A large number of compounds have been
investigated for protective action by different
workers but these protectors are highly toxic at
their effective dose levels (Prakash et al., 1988a;
Agarwal, 2010; Aslam and Aslam, 1979; Dave et
al., 1973; Pandey et al., 1994; Purohit et al., 2002;
Purohit et al., 2008; and Purohit, 2007).
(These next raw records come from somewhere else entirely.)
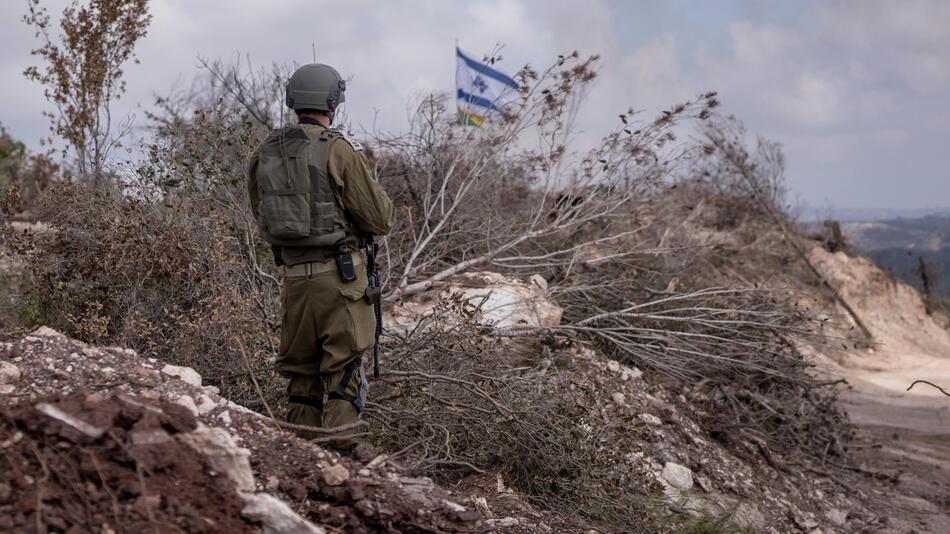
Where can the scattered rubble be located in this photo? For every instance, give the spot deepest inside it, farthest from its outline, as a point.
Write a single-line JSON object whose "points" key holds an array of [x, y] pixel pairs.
{"points": [[147, 458]]}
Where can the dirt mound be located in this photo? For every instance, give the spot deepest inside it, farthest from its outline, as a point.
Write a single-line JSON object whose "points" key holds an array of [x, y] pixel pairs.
{"points": [[93, 464], [909, 343]]}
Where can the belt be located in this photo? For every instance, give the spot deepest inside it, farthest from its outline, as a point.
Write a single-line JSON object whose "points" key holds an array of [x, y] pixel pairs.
{"points": [[316, 267]]}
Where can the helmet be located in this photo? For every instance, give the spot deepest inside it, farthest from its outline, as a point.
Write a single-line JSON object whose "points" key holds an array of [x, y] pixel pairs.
{"points": [[315, 86]]}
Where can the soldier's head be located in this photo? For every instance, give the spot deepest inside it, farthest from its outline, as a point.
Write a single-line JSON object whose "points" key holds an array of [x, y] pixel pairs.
{"points": [[315, 90]]}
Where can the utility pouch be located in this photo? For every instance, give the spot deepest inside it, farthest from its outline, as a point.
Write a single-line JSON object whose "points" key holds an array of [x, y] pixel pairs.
{"points": [[344, 266], [371, 296]]}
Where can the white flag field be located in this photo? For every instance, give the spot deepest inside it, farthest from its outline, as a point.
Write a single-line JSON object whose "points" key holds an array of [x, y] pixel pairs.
{"points": [[481, 90]]}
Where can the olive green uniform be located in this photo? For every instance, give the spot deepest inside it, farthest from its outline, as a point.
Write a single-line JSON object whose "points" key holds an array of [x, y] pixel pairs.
{"points": [[327, 324]]}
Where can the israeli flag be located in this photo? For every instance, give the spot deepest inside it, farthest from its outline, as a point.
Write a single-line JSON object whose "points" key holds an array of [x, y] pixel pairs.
{"points": [[481, 90]]}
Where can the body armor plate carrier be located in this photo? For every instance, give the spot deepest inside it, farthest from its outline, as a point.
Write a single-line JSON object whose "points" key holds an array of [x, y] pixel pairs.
{"points": [[298, 206]]}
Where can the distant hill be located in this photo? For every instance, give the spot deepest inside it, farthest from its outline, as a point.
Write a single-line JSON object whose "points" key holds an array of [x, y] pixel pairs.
{"points": [[897, 245]]}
Liv.52 is a herbal drug containing constituents
from plants that are described in Ayurvedic
literature. The herbal preparation is available in
the form of drops, syrup and tablets and is
prescribed in hospitals in India for the treatment
of various types of liver dysfunctions. Secondly,
it is claimed to be completely non -toxic even at
higher dose levels. It is also being used as
detoxicating agent (Aslam and Aslam, 1979).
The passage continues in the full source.